Buscar la manera de que haya más equidad, que nadie quede excluido, que todos los hombres y mujeres, independientemente de su procedencia, ideología o creencia, sean iguales ante la ley y tengan las mismas oportunidades, o impedir que nuestros semejantes vivan en la miseria o mueran de una dolencia para la que existe cura no tiene que llevar aparejada la rendición incondicional ante los sabios de Sion. Y menos cuando se equivocan al diagnosticar la enfermedad. Y es que nuestro mayor problema no es la globalización ni la revolución tecnológica ni la escasa formación, sino una libertad cada vez más residual, más llena de barreras, costes y trampas.
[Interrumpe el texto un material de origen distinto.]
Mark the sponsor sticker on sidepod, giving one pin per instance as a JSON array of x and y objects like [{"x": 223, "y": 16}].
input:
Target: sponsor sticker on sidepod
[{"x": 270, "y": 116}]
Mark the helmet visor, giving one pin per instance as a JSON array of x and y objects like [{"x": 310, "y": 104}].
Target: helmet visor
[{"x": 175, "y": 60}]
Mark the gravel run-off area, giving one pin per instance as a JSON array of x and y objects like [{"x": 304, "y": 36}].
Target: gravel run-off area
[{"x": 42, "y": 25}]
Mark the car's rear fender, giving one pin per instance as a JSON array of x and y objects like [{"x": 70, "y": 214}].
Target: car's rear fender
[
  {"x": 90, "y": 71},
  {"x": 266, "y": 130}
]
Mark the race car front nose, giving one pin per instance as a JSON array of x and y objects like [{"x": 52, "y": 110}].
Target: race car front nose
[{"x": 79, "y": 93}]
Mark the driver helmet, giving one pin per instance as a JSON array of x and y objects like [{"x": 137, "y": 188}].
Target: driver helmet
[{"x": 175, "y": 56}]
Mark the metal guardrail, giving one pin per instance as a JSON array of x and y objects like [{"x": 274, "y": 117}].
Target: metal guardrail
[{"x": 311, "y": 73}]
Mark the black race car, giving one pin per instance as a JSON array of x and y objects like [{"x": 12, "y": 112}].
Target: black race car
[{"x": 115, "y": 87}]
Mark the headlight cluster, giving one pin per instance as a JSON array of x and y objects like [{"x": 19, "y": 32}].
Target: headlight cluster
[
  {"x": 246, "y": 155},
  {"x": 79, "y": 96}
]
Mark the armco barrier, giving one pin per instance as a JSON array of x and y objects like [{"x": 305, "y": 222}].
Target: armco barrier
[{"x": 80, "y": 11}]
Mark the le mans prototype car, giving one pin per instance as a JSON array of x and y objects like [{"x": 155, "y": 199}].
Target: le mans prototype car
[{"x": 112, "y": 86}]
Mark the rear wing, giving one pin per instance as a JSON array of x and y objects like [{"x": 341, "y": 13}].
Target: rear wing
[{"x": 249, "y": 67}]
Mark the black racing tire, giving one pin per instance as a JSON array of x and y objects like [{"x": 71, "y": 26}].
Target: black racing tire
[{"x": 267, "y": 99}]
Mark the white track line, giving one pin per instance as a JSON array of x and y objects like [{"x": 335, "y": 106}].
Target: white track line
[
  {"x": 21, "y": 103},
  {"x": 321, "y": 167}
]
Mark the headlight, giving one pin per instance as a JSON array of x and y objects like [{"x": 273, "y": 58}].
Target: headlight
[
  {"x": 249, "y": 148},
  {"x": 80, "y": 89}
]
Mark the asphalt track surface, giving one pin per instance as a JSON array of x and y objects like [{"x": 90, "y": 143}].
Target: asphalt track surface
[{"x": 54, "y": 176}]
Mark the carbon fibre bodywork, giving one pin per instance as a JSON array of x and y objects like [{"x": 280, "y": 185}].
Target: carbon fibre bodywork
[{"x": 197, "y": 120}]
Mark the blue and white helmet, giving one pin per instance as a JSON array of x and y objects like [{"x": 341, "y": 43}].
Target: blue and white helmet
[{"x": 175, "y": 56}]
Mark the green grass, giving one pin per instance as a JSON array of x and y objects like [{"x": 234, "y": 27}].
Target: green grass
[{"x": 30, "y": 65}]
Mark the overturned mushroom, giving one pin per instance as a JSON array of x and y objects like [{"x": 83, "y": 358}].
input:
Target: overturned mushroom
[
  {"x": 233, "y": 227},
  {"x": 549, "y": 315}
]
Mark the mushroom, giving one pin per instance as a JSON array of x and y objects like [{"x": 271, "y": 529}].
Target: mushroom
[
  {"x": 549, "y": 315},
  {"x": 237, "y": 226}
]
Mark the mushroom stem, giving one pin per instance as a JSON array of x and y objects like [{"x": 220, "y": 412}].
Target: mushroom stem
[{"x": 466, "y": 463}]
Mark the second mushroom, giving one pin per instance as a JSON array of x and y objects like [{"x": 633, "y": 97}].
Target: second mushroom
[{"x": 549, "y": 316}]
Como afirmaba recientemente aquel ingeniero que, emigrado hace años a Alemania, intentó volver a España: “volví con la esperanza de quedarme. Pero lo de España es increíble. No es que no haya trabajo, es que no se puede trabajar”. Terrible revelación.
No es que la sociedad haya terminado desplazándose al centro izquierda: es que quienes desde hace tiempo acceden a la política provienen en su inmensa mayoría de las entrañas del Estado. Y el Estado es izquierda travestida de centralidad. De ahí que aforismos que en su día fueron pensados con un sentido mucho más comedido que el que hoy se les adjudica, como el acuñado por Oliver Wendell Holmes, que afirma que los impuestos son el precio de la civilización, hayan sido convertidos por los aprendices de brujo en apisonadoras de la libertad, y que la anormalidad haya pasado a ser normalidad y sobre ella pretenden pactar nuestros políticos haciéndonos creer que así son las cosas. Que puede haber reformas, pero que el Estado no se toca.
Demasiado tarde para dar un golpe de timón lo suficientemente profundo como para variar el rumbo. Atrincherados en la centralidad, los burócratas pueden hacer lo que les plazca. Incluso cambiar las leyes sin previo aviso, con nocturnidad y alevosía, en especial las que tienen que ver con los dineros. Hoy se pagan unos impuestos, mañana serán otros. Hoy se cotiza una cantidad, mañana otra. Según sople el viento. La centralidad vacía de convicciones a los individuos y los atornilla al corto plazo, al disfruta lo que puedas mientras puedas porque del mañana nada se sabe. No ahorres, no hagas proyectos, no arriesgues, no malgastes tus energías, sé oportunista, véndete al mejor postor. Y si nada de esto te funciona, sal corriendo.